Clark County Commission won’t take stance on Las Vegas stadium issue until questions are answered
September 20, 2016 - 7:57 pm
Questions raised by two Clark County commissioners about a proposed NFL stadium prevented the body from taking a stance Tuesday on the $1.9 billion project.
Commissioners discussed the stadium and other recommendations from the Southern Nevada Tourism Infrastructure Committee for more than an hour before deciding to reconvene if Gov. Brian Sandoval calls a special legislative session to consider the plans.
The commission’s reasoning: As of now, the proposals are outlines of what the infrastructure committee hopes to accomplish. They are not bills with specific details lawmakers could vote for or against.
“This was written by non-legislators, without the help of past legislators to write it,” said Steve Sisolak, County Commission chairman and an infrastructure committee member. “The theory was the LCB (Legislative Counsel Bureau) would straighten this out and send it back to us.”
The stadium plan calls for a dome with 65,000 seats, funded by a public-private partnership that would bring the NFL’s Oakland Raiders to Las Vegas. A 0.88 percentage-point increase in Clark County’s hotel room tax would finance $750 million in construction costs. The family of Las Vegas Sands Corp. Chairman Sheldon Adelson, Majestic Realty and the Raiders would finance the remaining $1.15 billion as well as any cost overruns.
Sisolak strongly supports the stadium project and spent most of Tuesday’s meeting answering commissioners’ questions.
A barrage of questions came from Commissioners Marilyn Kirkpatrick and Chris Giunchigliani. Giunchigliani said it was the first time the commission had discussed the infrastructure committee’s actions.
Sisolak answered their questions.
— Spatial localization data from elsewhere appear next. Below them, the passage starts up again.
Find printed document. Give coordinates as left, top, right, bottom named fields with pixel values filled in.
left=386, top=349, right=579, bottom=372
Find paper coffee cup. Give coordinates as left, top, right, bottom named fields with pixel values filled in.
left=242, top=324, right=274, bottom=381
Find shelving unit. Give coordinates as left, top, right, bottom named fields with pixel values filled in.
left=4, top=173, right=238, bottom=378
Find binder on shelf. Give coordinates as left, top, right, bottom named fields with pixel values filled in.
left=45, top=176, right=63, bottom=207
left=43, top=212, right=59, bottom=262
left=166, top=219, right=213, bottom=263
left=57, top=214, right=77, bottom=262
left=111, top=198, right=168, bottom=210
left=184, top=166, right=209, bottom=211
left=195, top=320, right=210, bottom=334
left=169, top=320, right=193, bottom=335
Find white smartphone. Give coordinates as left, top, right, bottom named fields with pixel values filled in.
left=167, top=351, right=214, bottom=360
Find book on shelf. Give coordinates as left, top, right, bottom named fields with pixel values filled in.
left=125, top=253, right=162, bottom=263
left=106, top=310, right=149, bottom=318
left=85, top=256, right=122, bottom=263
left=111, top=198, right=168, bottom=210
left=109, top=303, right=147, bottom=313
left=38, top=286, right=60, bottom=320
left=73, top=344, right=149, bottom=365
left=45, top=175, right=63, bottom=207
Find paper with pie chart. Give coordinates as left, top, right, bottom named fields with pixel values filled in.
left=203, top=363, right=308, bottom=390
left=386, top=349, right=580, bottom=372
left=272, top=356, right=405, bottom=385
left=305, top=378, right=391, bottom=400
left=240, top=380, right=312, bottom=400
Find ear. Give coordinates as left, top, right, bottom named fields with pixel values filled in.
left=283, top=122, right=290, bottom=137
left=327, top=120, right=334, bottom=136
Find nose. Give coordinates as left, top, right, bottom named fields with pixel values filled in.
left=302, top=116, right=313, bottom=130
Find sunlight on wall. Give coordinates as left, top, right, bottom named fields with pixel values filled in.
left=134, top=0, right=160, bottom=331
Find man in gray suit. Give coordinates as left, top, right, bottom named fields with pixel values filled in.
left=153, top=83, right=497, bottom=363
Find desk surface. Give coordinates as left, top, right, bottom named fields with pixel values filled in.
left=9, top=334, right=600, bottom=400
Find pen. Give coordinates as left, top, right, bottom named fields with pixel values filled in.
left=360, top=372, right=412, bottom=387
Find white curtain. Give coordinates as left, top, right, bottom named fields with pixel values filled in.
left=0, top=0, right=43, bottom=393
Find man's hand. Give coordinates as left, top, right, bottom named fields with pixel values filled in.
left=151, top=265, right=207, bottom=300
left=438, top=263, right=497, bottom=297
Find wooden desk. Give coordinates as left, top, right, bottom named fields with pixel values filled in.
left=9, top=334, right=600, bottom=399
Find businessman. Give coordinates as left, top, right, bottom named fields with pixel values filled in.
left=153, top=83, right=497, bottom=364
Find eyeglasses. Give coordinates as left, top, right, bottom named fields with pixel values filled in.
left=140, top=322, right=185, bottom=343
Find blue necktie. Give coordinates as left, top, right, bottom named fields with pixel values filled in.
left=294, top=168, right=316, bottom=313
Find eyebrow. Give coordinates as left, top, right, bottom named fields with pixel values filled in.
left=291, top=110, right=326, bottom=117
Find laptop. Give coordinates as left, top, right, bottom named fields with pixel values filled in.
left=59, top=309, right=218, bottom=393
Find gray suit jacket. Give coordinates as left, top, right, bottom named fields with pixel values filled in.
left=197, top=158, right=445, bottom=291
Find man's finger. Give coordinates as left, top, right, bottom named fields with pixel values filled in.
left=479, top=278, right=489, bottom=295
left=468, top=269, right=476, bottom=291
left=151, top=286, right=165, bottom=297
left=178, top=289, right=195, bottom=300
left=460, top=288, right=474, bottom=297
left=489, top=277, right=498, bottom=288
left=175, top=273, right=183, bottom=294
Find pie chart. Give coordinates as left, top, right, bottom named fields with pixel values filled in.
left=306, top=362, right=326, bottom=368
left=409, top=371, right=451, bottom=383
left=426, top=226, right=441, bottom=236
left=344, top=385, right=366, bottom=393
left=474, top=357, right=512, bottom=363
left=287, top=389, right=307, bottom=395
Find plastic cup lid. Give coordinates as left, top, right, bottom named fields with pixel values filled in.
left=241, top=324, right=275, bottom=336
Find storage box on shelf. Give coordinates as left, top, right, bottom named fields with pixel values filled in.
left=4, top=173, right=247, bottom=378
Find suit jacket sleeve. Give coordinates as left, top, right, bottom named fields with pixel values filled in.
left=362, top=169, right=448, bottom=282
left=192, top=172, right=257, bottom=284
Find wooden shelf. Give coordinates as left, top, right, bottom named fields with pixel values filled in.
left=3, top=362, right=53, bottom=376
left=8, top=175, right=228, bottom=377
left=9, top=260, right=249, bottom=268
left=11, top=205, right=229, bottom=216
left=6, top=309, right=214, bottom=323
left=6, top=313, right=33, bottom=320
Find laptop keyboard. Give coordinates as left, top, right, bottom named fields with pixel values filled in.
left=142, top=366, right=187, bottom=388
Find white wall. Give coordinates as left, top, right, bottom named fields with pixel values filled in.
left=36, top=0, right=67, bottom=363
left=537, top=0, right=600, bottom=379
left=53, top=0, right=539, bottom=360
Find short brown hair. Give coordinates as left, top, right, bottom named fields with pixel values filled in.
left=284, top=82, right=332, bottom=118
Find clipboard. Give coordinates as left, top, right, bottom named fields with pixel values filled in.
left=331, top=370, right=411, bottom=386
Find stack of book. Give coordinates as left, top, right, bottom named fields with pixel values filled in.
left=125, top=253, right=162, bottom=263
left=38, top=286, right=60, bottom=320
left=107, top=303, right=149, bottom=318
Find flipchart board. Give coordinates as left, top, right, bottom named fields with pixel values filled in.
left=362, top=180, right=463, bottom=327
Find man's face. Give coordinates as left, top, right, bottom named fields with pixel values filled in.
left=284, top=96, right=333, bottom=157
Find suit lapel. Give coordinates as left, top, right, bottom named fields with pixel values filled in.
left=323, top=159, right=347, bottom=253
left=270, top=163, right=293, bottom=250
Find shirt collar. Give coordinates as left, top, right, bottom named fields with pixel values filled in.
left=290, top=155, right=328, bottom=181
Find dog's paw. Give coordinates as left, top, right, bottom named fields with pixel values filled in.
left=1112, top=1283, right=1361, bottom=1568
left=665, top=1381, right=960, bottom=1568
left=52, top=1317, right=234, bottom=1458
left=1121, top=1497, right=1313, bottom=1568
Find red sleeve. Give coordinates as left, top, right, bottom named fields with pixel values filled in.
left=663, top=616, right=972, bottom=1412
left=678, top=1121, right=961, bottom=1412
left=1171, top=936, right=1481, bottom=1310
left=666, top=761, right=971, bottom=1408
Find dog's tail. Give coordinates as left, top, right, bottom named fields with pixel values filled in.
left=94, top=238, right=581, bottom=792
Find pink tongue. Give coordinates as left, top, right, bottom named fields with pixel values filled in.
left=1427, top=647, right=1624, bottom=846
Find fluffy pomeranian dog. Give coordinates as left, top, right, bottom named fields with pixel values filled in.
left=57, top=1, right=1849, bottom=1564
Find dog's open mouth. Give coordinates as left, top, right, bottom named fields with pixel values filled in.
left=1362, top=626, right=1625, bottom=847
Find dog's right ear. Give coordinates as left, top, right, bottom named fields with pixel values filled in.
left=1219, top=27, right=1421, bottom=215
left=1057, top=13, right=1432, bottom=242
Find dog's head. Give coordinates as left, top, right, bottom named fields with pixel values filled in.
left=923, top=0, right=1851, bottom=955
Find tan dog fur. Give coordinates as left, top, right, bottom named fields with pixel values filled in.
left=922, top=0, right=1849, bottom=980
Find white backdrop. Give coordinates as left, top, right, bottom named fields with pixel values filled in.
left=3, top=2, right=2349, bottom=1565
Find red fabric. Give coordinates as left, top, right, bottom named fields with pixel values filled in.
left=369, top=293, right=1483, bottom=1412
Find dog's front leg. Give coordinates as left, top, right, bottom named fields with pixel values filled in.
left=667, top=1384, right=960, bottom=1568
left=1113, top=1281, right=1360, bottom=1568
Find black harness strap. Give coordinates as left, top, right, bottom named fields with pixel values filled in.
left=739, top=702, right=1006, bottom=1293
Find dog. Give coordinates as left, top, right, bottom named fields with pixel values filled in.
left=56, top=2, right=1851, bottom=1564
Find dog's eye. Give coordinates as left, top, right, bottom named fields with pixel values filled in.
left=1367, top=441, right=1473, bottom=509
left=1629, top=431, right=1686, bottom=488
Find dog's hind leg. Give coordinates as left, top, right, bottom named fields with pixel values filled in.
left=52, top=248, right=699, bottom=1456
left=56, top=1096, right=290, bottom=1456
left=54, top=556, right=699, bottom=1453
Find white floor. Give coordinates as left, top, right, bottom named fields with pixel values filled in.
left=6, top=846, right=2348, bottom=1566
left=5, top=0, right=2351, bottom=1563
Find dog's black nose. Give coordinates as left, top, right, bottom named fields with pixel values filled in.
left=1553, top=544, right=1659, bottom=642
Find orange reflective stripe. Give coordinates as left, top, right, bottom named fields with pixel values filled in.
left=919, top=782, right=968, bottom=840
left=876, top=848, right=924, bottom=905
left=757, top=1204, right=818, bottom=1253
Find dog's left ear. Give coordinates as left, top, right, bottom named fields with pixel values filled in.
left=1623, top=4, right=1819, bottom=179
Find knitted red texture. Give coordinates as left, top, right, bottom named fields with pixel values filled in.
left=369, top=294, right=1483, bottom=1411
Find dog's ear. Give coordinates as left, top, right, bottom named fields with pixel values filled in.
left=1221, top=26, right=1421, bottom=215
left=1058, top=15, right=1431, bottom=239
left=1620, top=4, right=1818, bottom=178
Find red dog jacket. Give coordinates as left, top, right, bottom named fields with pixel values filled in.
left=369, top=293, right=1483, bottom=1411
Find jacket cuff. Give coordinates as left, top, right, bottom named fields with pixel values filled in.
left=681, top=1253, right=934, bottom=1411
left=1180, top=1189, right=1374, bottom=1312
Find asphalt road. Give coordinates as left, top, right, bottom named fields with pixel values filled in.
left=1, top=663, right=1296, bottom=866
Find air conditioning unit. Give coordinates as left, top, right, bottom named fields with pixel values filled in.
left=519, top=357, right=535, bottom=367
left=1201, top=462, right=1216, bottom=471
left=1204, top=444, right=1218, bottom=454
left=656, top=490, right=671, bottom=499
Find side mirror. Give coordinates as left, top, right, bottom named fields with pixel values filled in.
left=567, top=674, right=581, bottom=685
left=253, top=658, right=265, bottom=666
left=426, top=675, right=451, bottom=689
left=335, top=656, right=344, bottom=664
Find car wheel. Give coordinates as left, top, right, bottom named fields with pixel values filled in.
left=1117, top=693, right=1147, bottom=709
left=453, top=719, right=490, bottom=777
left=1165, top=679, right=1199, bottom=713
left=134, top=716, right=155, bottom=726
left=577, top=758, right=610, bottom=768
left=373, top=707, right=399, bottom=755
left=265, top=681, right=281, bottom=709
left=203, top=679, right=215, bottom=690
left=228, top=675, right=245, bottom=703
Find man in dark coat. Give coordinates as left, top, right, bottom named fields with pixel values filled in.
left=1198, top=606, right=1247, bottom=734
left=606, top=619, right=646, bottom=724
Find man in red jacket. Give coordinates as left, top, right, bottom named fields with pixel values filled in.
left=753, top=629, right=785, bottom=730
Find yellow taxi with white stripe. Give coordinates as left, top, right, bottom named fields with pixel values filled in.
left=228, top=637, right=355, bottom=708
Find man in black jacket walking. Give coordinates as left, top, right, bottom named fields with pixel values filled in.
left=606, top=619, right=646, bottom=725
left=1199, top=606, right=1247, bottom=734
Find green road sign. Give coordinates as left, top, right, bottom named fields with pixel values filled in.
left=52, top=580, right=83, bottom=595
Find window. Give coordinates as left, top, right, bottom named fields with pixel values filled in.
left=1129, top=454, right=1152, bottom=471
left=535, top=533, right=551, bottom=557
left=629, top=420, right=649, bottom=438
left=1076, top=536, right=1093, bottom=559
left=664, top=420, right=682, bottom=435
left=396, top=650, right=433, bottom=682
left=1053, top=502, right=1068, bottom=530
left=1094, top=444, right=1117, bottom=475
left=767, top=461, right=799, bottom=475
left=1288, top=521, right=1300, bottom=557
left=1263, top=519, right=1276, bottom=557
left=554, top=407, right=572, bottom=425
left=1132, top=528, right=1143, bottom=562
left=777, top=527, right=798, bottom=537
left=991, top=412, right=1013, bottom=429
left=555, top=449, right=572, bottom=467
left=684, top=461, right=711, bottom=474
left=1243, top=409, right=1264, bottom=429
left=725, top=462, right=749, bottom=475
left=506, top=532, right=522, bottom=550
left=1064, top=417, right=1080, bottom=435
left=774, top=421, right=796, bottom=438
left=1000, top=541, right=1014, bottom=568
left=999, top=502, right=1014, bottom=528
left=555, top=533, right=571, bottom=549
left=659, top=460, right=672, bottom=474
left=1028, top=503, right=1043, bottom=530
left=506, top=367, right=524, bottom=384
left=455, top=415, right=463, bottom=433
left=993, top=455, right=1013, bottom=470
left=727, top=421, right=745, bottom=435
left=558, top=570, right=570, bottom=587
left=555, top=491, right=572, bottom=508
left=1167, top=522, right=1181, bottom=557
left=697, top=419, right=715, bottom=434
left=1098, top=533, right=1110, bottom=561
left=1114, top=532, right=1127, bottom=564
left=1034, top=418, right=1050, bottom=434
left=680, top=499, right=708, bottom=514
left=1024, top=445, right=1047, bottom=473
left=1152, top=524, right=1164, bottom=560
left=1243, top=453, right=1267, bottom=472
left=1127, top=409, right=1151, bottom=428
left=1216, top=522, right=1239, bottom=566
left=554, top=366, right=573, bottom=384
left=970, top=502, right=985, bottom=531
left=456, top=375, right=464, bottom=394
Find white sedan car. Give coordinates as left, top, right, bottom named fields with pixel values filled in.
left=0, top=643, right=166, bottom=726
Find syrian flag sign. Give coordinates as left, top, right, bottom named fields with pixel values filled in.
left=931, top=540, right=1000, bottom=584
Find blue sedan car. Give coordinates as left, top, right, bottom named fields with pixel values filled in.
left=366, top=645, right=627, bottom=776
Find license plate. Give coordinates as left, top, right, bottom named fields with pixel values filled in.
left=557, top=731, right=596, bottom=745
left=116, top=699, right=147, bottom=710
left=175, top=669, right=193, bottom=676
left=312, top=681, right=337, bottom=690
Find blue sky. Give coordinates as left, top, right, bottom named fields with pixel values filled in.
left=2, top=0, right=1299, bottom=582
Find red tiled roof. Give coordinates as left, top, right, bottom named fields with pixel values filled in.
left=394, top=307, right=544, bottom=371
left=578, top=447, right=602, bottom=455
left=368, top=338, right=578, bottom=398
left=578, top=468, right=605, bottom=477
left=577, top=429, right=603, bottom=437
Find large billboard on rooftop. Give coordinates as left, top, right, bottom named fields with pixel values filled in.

The remaining four commissioners were near silent on the matter.
Kirkpatrick said she had issues with the proposed seven-member stadium authority board that would have oversight and management of the project.
“If the governance of the board is not right to begin with, everything else falls apart,” she said.
Kirkpatrick said she would prefer that the board’s members were elected. The committee has suggested three governor-appointed members, two commission-appointed members and two members appointed by the stadium authority to represent the public.
“It gives a lot of authority to one group of folks to determine … how the dollars are spent, all of those leases that are created early on, and a lot of the protections I think we need as a county on the bonding are done by somebody else without any input from us,” she said after the meeting. “None of that said they had to live in Nevada. There was a lot of detail left out on who can actually sit on that authority.”
Kirkpatrick added she wanted to see language guaranteeing Nevada workers the bulk of the jobs created by the stadium project.
Giunchigliani, who has opposed public financing for the stadium, said she needed more information about the proposed hotel room tax increase. The commissioner added that she would rather see Adelson put his entire $650 million stake into the project before the county began paying.
The project’s initial $100 million is so far proposed to be paid with private funds.
“If they want it, they should afford to pay for it,” Giunchigliani said.
Commissioners on Tuesday canceled a special meeting to appoint two members to the Assembly, scheduled for Wednesday morning, because of concerns it might violate the state’s open meeting law.
The Review-Journal is owned by the family of Las Vegas Sands Corp. Chairman and CEO Sheldon Adelson.